Escape Mountain,” Ski-Doo. 

  • Chase’s favorite campaign was “Escape Mountain” by snowmobile brand Ski-Doo. To engage with a new generation of snowmobilers, the brand launched the three-part reality TV series.  
  • In the series, participants were dropped in the middle of nowhere on a mountain with GPS coordinates. They then navigated their way back to civilization through a series of clues and Ski-Doo products.  
  • Together, the three 15-minute videos collected 5 million views. The case study did not indicate whether or not the views were organic or paid.  
  • Our team discussed the merit of paid media impressions and views and agreed that this metric is insufficient to gauge paid media performance.

“The beauty of no artificial preservatives,” Burger King (aka Moldy Whopper) 

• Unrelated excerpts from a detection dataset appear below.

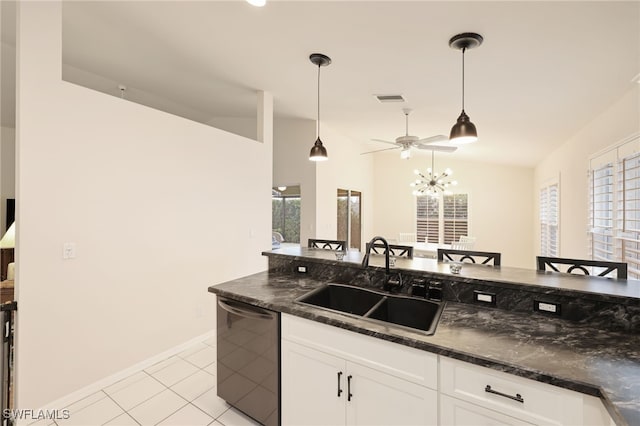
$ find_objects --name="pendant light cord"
[431,150,436,176]
[317,64,320,139]
[404,113,409,136]
[462,47,467,111]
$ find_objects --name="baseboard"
[41,330,216,410]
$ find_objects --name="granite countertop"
[209,271,640,425]
[263,246,640,306]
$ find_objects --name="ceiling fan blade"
[416,135,449,144]
[371,139,398,147]
[360,144,400,155]
[415,144,458,152]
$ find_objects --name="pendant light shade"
[449,33,483,144]
[309,53,331,161]
[309,138,329,161]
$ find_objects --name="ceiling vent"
[373,95,404,102]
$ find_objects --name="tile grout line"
[149,388,189,425]
[103,392,140,425]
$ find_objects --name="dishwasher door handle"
[218,299,275,320]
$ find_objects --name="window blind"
[416,195,440,243]
[416,194,469,244]
[589,163,615,260]
[443,194,468,244]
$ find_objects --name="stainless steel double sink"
[296,284,444,335]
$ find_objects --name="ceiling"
[3,0,640,166]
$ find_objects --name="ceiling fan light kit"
[362,108,458,160]
[309,53,331,161]
[449,33,484,144]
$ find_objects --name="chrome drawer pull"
[484,385,524,404]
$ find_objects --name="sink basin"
[296,284,444,335]
[367,296,444,334]
[296,284,384,316]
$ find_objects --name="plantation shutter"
[540,183,560,257]
[589,163,615,260]
[443,194,468,244]
[416,195,440,243]
[616,154,640,278]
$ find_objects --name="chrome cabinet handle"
[218,299,275,320]
[484,385,524,404]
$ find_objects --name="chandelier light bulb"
[409,152,458,197]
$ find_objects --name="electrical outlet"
[473,290,496,305]
[62,243,76,259]
[533,300,562,315]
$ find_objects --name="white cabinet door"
[440,395,531,426]
[346,362,438,426]
[281,340,347,426]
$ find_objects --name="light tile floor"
[33,337,259,426]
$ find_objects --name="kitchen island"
[209,248,640,425]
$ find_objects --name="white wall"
[373,151,535,268]
[534,83,640,259]
[15,2,272,409]
[316,125,378,248]
[0,127,16,238]
[273,119,316,247]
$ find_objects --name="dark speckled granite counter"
[209,249,640,425]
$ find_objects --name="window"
[589,137,640,279]
[416,194,469,244]
[589,163,615,260]
[271,186,300,243]
[540,183,560,257]
[337,189,362,250]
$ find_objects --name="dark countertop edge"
[262,251,640,306]
[208,282,629,425]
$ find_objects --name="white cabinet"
[281,315,438,425]
[440,395,531,426]
[440,357,611,426]
[281,314,613,426]
[280,340,345,425]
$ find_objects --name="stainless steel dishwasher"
[217,296,280,425]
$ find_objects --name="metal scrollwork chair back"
[366,243,413,259]
[536,256,627,279]
[307,238,347,250]
[438,248,502,266]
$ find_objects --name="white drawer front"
[280,314,438,389]
[440,357,583,425]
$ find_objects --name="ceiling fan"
[361,108,458,159]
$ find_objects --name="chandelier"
[409,151,458,197]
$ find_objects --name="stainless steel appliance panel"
[217,297,280,425]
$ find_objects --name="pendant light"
[449,33,483,143]
[309,53,331,161]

  • Chris took a different approach, bringing his favorite campaign to dispute. His pick: the Moldy Whopper Burger King campaign.  
  • The campaign sought to debunk the myth that all fast food is low quality and uses artificial preservatives by creating a time-lapse of a Burger King Whopper aging over 34 days.  
  • The case study published by Burger King and the agency that produced the work cites a 26% increase in quality ingredient perception, a 22% increase in visitation consideration, and a 14% increase in whopper sales.  
  • For many (including Chris), these results don’t line up. Chris referenced a case study published to Marketing Dive demonstrating much different, less impactful results.  
  • Chris expressed that audiences who care about artificial preservatives likely were not considering the Burger King Whopper to begin with. Inversely, he predicted that the people eating at Burger King probably cared less about artificial preservatives.  
  • This campaign could be jolting enough to get people to test it out against competing products. Even if the individual doesn’t become a frequent customer, they will have had heightened the consumer’s brand awareness.

A question from our listeners

Last week we received the following question from a listener of the show.

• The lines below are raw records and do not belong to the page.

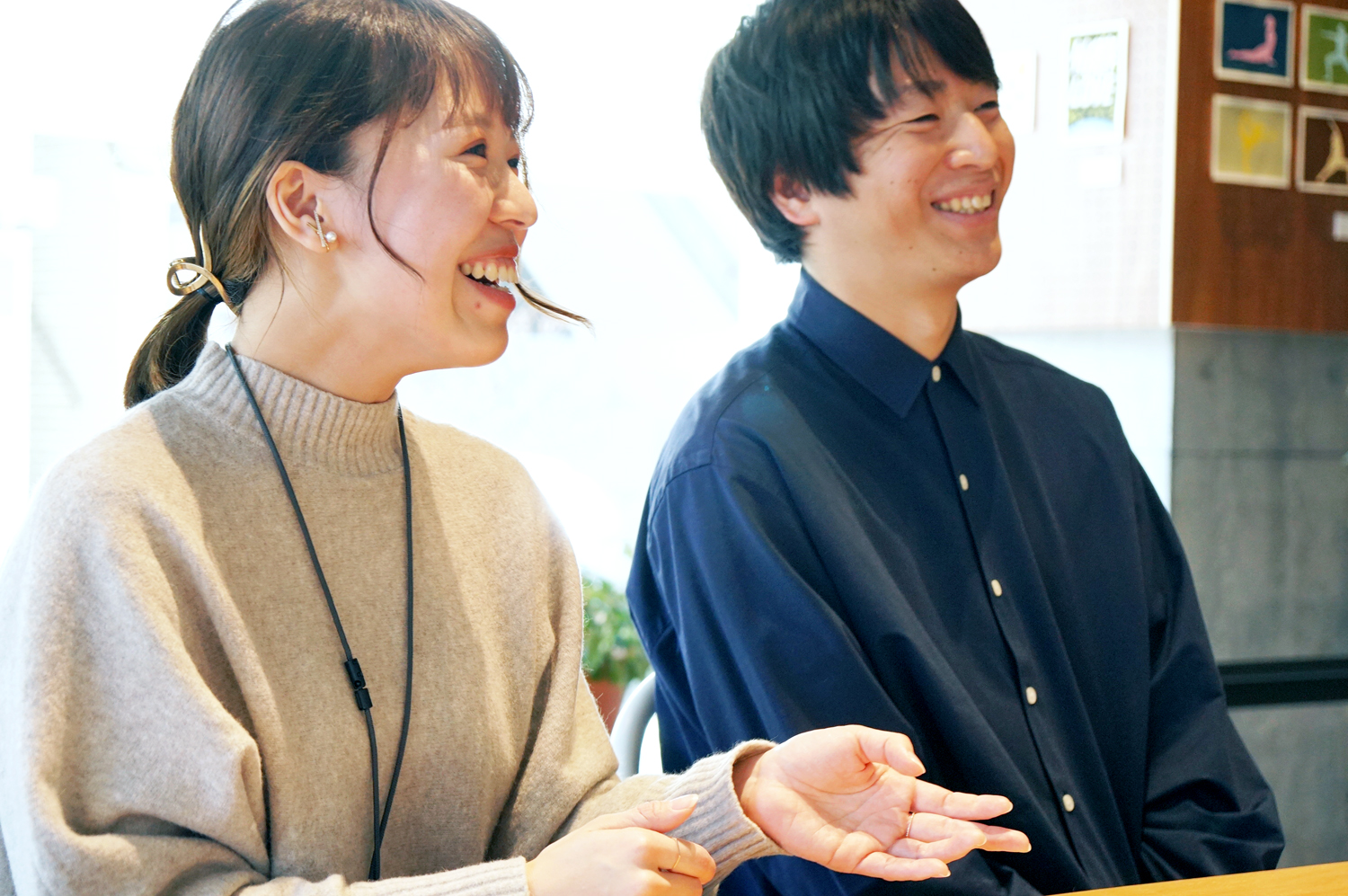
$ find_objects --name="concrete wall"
[1172,327,1348,866]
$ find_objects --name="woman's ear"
[267,160,333,252]
[773,173,820,227]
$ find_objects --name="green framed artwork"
[1301,3,1348,94]
[1210,93,1291,190]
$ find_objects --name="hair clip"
[169,226,234,310]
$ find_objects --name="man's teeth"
[458,259,519,283]
[936,192,992,214]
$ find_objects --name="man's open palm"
[736,725,1030,880]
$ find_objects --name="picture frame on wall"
[1212,0,1297,87]
[1301,3,1348,95]
[1065,19,1129,144]
[1208,93,1293,190]
[1297,106,1348,195]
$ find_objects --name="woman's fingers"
[856,852,951,880]
[973,822,1030,853]
[890,812,1030,863]
[847,725,927,777]
[652,872,705,896]
[647,836,716,887]
[913,782,1011,821]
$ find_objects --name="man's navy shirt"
[628,273,1282,896]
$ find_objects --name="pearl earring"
[309,216,337,252]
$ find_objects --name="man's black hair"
[703,0,1000,262]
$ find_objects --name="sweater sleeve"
[491,482,782,892]
[0,447,776,896]
[0,460,528,896]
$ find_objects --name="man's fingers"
[848,725,927,777]
[852,852,951,880]
[580,794,697,834]
[913,782,1011,821]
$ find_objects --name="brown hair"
[123,0,587,407]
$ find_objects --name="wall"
[962,0,1178,333]
[1173,326,1348,866]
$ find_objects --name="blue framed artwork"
[1212,0,1297,87]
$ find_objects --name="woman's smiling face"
[331,89,538,369]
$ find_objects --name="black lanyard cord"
[226,345,414,880]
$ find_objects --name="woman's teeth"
[458,259,519,283]
[933,192,992,214]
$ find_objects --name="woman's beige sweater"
[0,343,778,896]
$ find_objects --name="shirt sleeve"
[628,462,1038,896]
[1134,459,1283,880]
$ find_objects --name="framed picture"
[1067,19,1129,143]
[1210,93,1291,190]
[1212,0,1297,87]
[1301,3,1348,94]
[1297,106,1348,195]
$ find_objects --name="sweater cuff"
[666,741,786,888]
[350,858,528,896]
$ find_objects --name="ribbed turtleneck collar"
[174,340,402,475]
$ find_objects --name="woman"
[0,0,1029,896]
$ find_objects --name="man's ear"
[773,173,820,227]
[267,160,334,252]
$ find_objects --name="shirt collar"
[786,268,978,418]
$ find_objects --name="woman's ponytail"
[121,288,220,407]
[123,0,587,407]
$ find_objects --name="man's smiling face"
[778,54,1015,300]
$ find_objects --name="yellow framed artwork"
[1210,93,1291,190]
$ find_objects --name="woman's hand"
[735,725,1030,880]
[525,796,716,896]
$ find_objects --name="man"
[628,0,1282,896]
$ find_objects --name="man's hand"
[735,725,1030,880]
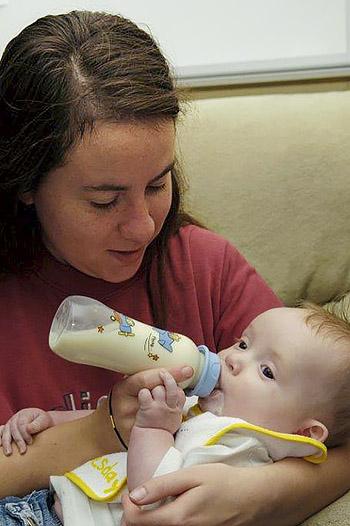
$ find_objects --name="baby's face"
[199,307,339,433]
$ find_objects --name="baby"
[2,304,350,526]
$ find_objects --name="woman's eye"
[261,365,275,380]
[90,197,118,210]
[147,183,166,194]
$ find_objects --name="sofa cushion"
[178,91,350,305]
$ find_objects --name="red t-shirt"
[0,226,281,423]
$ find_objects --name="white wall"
[0,0,350,86]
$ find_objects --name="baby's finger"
[0,424,5,447]
[137,388,153,409]
[161,372,178,409]
[177,387,186,409]
[2,424,12,457]
[152,385,166,402]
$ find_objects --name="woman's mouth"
[108,248,145,263]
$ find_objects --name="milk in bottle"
[49,296,220,397]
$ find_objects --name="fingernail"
[181,365,193,378]
[129,486,147,500]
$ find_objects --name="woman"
[0,8,349,525]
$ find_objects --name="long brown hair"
[0,11,202,324]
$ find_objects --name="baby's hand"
[135,372,186,435]
[0,407,53,456]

“I’ve observed a twist in the very competitive marketing among the four major systems in my city. There are vaccination billboards signed by all four major health systems in the area rather than the typical competitive differentiation.

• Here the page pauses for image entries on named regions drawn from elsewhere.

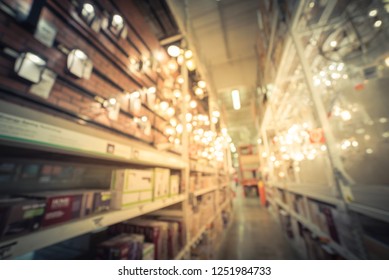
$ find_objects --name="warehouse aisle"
[219,189,299,260]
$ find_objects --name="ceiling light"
[385,56,389,67]
[177,55,184,65]
[147,87,157,94]
[340,111,351,121]
[159,101,169,111]
[184,50,193,59]
[212,111,220,118]
[189,100,197,109]
[108,97,117,106]
[173,89,181,98]
[166,107,176,117]
[176,124,184,133]
[185,59,196,71]
[374,19,382,28]
[369,9,378,17]
[170,118,177,127]
[231,89,240,110]
[195,87,204,95]
[167,59,178,72]
[167,45,181,57]
[112,15,124,25]
[185,113,193,122]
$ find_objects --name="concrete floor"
[218,190,299,260]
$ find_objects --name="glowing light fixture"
[189,100,197,109]
[197,81,207,88]
[369,9,378,17]
[231,89,240,110]
[374,19,382,28]
[330,40,338,48]
[167,45,181,57]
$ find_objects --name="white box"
[111,189,153,210]
[111,169,153,192]
[153,168,170,199]
[170,175,180,196]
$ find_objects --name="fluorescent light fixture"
[197,81,207,88]
[369,9,378,17]
[167,45,181,57]
[330,40,338,48]
[374,19,382,28]
[231,89,240,110]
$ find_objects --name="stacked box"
[92,191,112,213]
[170,175,180,196]
[111,169,153,209]
[0,196,46,239]
[23,191,83,227]
[96,234,144,260]
[110,219,168,260]
[142,242,154,260]
[153,168,170,199]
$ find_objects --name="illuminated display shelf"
[0,195,186,257]
[274,199,359,260]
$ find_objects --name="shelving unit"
[259,1,389,259]
[0,1,231,259]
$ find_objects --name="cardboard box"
[0,196,46,239]
[110,219,168,260]
[142,242,154,260]
[111,190,153,210]
[92,191,112,213]
[111,169,153,192]
[170,175,180,196]
[96,234,144,260]
[153,168,170,200]
[23,191,83,227]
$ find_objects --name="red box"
[22,191,83,227]
[0,196,46,239]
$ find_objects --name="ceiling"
[139,0,260,146]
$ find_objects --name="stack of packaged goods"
[153,168,171,200]
[0,196,46,240]
[110,218,171,260]
[111,169,153,210]
[96,234,144,260]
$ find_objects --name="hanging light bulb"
[184,50,193,59]
[167,45,181,57]
[166,107,176,117]
[173,89,181,98]
[170,118,177,127]
[185,59,196,71]
[195,87,204,96]
[176,124,184,134]
[189,100,197,109]
[147,87,157,94]
[159,101,169,112]
[177,76,185,84]
[197,81,207,88]
[212,111,220,118]
[177,55,184,65]
[185,113,193,122]
[167,59,178,72]
[340,111,351,121]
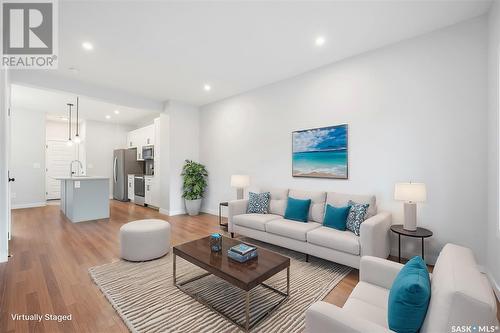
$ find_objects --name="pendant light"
[66,103,73,146]
[73,97,82,144]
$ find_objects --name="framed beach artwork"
[292,124,348,179]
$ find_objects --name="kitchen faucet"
[69,160,83,177]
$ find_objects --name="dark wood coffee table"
[173,237,290,331]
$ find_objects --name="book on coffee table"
[229,243,257,256]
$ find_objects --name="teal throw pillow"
[285,197,311,222]
[388,257,431,333]
[323,204,351,231]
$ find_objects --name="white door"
[45,140,80,200]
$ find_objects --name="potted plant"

Would all four health systems benefit from a combined effort focused on prevention? Would their brand image improve if they collectively addressed health and well-being rather than “I’m better than you” traditional marketing?”

 Our response:

  • Yes, there are many cases, like COVID-19 vaccine promotion, in which an individual system would benefit from joining a collective. In this sort of situation, you’re not losing much margin or receiving a big brand lift from administering a vaccine.  
  • COVID-19 prevention is where the water gets murky on collectives between health systems. While it would be beneficial for public health, it could potentially undermine a system’s ability to differentiate itself as consumers’ partner in health.  
  • A good line to draw when considering collectives with other health entities is whether or not the initiative would impact patients’ decisions to return to care at your system versus a competitor’s system.